PSBB Malang dan Kisah Karantina Kota di Masa Lalu
Karantina Malang Raya bukan sekali ini dilakukan. Dalam catatan sejarah, Malang pernah ”dikunci” karena wabah pes memorakporandakan tatanan masyarakat saat zaman pendudukan Belanda.
Wilayah Malang Raya hari ini menjalani pembatasan sosial berskala besar (PSBB) guna mengatasi pandemi Covid-19 dan memutus mata rantai penyebarluasan virus. Untuk diketahui, upaya pembatasan sosial tersebut bukan hanya terjadi kali ini saja, melainkan sudah pernah dilakukan di masa lalu.
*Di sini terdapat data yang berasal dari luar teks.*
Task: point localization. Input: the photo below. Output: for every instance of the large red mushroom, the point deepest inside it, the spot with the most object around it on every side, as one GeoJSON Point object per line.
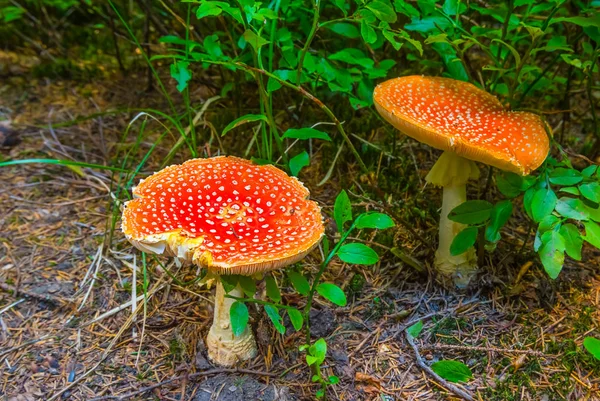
{"type": "Point", "coordinates": [230, 216]}
{"type": "Point", "coordinates": [469, 125]}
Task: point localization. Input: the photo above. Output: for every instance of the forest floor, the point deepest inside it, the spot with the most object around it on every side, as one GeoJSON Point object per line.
{"type": "Point", "coordinates": [519, 332]}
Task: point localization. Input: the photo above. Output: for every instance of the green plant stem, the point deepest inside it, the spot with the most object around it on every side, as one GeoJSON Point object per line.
{"type": "Point", "coordinates": [304, 93]}
{"type": "Point", "coordinates": [311, 36]}
{"type": "Point", "coordinates": [317, 278]}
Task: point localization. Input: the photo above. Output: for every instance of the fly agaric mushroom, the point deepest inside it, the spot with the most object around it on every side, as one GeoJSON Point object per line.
{"type": "Point", "coordinates": [469, 125]}
{"type": "Point", "coordinates": [230, 216]}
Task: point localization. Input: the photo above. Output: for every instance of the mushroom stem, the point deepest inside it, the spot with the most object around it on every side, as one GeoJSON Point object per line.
{"type": "Point", "coordinates": [451, 172]}
{"type": "Point", "coordinates": [224, 348]}
{"type": "Point", "coordinates": [461, 268]}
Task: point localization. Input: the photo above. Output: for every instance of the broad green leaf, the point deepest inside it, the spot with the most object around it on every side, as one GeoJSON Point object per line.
{"type": "Point", "coordinates": [415, 329]}
{"type": "Point", "coordinates": [471, 212]}
{"type": "Point", "coordinates": [592, 233]}
{"type": "Point", "coordinates": [254, 40]}
{"type": "Point", "coordinates": [589, 171]}
{"type": "Point", "coordinates": [208, 8]}
{"type": "Point", "coordinates": [345, 29]}
{"type": "Point", "coordinates": [273, 314]}
{"type": "Point", "coordinates": [591, 191]}
{"type": "Point", "coordinates": [367, 32]}
{"type": "Point", "coordinates": [306, 133]}
{"type": "Point", "coordinates": [453, 371]}
{"type": "Point", "coordinates": [238, 316]}
{"type": "Point", "coordinates": [383, 10]}
{"type": "Point", "coordinates": [273, 289]}
{"type": "Point", "coordinates": [248, 285]}
{"type": "Point", "coordinates": [552, 252]}
{"type": "Point", "coordinates": [248, 118]}
{"type": "Point", "coordinates": [181, 73]}
{"type": "Point", "coordinates": [374, 220]}
{"type": "Point", "coordinates": [332, 293]}
{"type": "Point", "coordinates": [299, 282]}
{"type": "Point", "coordinates": [565, 176]}
{"type": "Point", "coordinates": [498, 218]}
{"type": "Point", "coordinates": [358, 254]}
{"type": "Point", "coordinates": [342, 210]}
{"type": "Point", "coordinates": [592, 345]}
{"type": "Point", "coordinates": [463, 241]}
{"type": "Point", "coordinates": [543, 203]}
{"type": "Point", "coordinates": [296, 318]}
{"type": "Point", "coordinates": [573, 240]}
{"type": "Point", "coordinates": [572, 208]}
{"type": "Point", "coordinates": [298, 162]}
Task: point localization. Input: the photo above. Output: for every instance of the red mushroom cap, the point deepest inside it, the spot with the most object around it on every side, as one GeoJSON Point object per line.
{"type": "Point", "coordinates": [457, 116]}
{"type": "Point", "coordinates": [225, 213]}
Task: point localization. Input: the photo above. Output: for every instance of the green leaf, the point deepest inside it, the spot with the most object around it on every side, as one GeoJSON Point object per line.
{"type": "Point", "coordinates": [552, 252]}
{"type": "Point", "coordinates": [463, 241]}
{"type": "Point", "coordinates": [415, 329]}
{"type": "Point", "coordinates": [208, 8]}
{"type": "Point", "coordinates": [254, 40]}
{"type": "Point", "coordinates": [453, 371]}
{"type": "Point", "coordinates": [248, 285]}
{"type": "Point", "coordinates": [306, 133]}
{"type": "Point", "coordinates": [358, 254]}
{"type": "Point", "coordinates": [238, 316]}
{"type": "Point", "coordinates": [498, 218]}
{"type": "Point", "coordinates": [248, 118]}
{"type": "Point", "coordinates": [345, 29]}
{"type": "Point", "coordinates": [296, 318]}
{"type": "Point", "coordinates": [591, 191]}
{"type": "Point", "coordinates": [374, 220]}
{"type": "Point", "coordinates": [565, 176]}
{"type": "Point", "coordinates": [299, 282]}
{"type": "Point", "coordinates": [273, 314]}
{"type": "Point", "coordinates": [229, 281]}
{"type": "Point", "coordinates": [573, 240]}
{"type": "Point", "coordinates": [367, 32]}
{"type": "Point", "coordinates": [383, 10]}
{"type": "Point", "coordinates": [572, 208]}
{"type": "Point", "coordinates": [592, 345]}
{"type": "Point", "coordinates": [298, 162]}
{"type": "Point", "coordinates": [319, 350]}
{"type": "Point", "coordinates": [332, 293]}
{"type": "Point", "coordinates": [342, 210]}
{"type": "Point", "coordinates": [592, 233]}
{"type": "Point", "coordinates": [543, 203]}
{"type": "Point", "coordinates": [181, 73]}
{"type": "Point", "coordinates": [273, 289]}
{"type": "Point", "coordinates": [514, 51]}
{"type": "Point", "coordinates": [471, 212]}
{"type": "Point", "coordinates": [589, 171]}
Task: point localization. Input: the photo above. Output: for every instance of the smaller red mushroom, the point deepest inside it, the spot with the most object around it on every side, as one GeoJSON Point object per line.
{"type": "Point", "coordinates": [469, 125]}
{"type": "Point", "coordinates": [230, 216]}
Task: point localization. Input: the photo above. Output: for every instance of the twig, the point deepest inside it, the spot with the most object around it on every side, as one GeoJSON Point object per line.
{"type": "Point", "coordinates": [184, 376]}
{"type": "Point", "coordinates": [449, 386]}
{"type": "Point", "coordinates": [487, 349]}
{"type": "Point", "coordinates": [40, 297]}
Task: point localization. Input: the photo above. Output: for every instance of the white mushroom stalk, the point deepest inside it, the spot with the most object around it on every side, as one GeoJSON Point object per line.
{"type": "Point", "coordinates": [451, 172]}
{"type": "Point", "coordinates": [224, 347]}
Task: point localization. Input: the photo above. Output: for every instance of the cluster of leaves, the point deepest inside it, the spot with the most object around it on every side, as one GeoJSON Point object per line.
{"type": "Point", "coordinates": [306, 286]}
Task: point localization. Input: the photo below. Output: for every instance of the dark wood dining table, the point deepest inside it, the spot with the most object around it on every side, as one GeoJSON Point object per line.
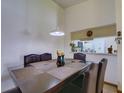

Kisah serupa PSBB seperti sekarang ini sudah pernah terjadi di era kolonial, tepatnya tahun 1910. Saat itu, terjadi wabah pes di Malang dengan korban yang terus berjatuhan. Tidak ingin kasus terus merajalela, pemerintah kolonial Belanda pun menerapkan karantina wilayah.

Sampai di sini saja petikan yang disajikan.